Congress’ Report showed how some of the top prescribing doctors for WV pharmacies were located far away from the pharmacies; one was an eleven-and-a-half-hour round trip drive away from the particular pharmacy. Large numbers of prescriptions were paid with cash. Some prescriptions were not verifiable. The list of issues continues for pages.
In a five-year span, one distributor sent twenty million doses of opioids to pharmacies around Mingo County, West Virginia, population 25,000. It sent around five million doses of opioids in two years to one pharmacy in a West Virginia town with a population of 406. That pharmacy received 13 million doses over six years. That’s thirteen million doses for four-hundred-six people. The small pharmacy owner ultimately went to jail for operating a pill mill. Comparably sized pharmacies in the same region received frankly lower doses. Yet the giant orders did not trigger scrutiny? Instead of also going to jail, the distributors continued sending pills, continued profiting.

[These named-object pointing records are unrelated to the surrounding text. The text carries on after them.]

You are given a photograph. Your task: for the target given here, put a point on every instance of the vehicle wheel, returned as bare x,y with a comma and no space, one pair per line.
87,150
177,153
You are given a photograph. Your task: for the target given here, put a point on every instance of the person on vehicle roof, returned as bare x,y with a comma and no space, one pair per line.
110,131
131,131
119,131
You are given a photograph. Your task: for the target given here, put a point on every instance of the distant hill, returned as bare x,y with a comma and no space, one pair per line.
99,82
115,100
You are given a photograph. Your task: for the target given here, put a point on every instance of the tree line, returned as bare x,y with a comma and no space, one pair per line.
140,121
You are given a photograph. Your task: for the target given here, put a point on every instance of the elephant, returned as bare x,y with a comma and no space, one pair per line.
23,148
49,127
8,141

They made fun of us, too. Various emails showed how distributors mocked the Appalachian places they dumped pills and profited. One circulated, “To the tune of Beverly Hillbillies … poor mountaineer … Pillbillies!”

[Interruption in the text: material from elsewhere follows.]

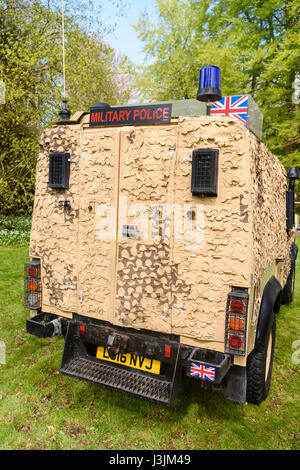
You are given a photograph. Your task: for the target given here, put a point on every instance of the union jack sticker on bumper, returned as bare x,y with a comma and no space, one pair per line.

The drug distributors, in the face of their federally mandated duty, had the wherewithal to give the run-around to the DEA and the Congressional Committee. The Congressional Report states, “at times the information produced by the distributors seemed to be incomplete, causing the Committee to request additional explanation or documentation …” Committee Chairman Walden referred to such delays in the midst of a live epidemic when he said, “My patience is wearing thin… delay, excuses and, frankly, inadequate response. People are dying, lives and families are ruined.”
The Committee noted the declining number of enforcement actions by the DEA and asked for an explanation of it. The DEA, by then deflated from the drug industry’s punches, stalled and deferred.

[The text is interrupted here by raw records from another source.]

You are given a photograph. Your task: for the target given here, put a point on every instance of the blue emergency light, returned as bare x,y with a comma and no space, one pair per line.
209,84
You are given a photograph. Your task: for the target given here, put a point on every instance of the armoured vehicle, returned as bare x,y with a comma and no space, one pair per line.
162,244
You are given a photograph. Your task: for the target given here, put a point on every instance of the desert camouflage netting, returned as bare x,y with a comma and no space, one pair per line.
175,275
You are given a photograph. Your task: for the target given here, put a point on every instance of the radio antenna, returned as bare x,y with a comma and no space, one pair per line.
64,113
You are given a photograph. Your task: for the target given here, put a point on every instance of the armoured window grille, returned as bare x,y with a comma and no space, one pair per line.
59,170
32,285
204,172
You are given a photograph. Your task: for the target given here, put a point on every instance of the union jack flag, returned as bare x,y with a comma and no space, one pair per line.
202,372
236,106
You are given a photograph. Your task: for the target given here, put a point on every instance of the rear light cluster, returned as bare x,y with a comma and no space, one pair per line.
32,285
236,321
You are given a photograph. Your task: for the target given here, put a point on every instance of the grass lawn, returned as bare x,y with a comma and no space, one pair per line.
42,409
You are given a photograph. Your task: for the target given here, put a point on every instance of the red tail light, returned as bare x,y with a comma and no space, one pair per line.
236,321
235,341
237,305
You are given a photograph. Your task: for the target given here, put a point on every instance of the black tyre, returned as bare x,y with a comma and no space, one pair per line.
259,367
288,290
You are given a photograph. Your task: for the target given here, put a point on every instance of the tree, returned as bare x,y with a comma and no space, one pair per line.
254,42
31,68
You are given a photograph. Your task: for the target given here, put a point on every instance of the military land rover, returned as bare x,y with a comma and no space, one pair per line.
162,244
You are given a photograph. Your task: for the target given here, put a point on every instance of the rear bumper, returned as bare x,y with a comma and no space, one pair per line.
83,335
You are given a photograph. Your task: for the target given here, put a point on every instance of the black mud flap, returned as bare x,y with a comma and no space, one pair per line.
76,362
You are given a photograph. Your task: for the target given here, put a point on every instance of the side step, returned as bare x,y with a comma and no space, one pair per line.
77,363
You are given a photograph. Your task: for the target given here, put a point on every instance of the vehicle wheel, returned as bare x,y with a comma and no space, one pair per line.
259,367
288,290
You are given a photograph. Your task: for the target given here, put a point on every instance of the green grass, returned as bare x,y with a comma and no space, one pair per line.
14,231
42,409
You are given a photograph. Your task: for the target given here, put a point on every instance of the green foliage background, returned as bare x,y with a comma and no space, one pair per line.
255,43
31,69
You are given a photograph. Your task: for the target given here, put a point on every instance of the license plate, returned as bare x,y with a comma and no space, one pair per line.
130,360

This kind of run-around was part of the master plan. The drug firms wore down the DEA. The DEA was increasingly deluged with
excessive administrative costs due to higher and higher restrictions placed on the DEA when trying to sanction drug companies. The DEA’s power was weakened against them. This no doubt contributed to declining numbers of sanctions against drug firms.
The drug distributors had a legal obligation to report these red flags to the DEA amidst a rampant epidemic, yet what they did was they kept pouring pills into these pharmacies, despite the red flags. They did nothing even though their role in the process was a safeguard as set forth by law. They were entrusted with the responsibility to report suspicious orders and to curb the sizzling opioid epidemic, not fuel it.
To me, that’s like being a school safety patrol and pushing people in front of cars.
Meanwhile, what was the cost to West Virginia’s economy? A WVU economist estimated $1 billion. One billion. The same number of zeros as the drug firms’ profits.
Rebecca Thaxton is a family physician.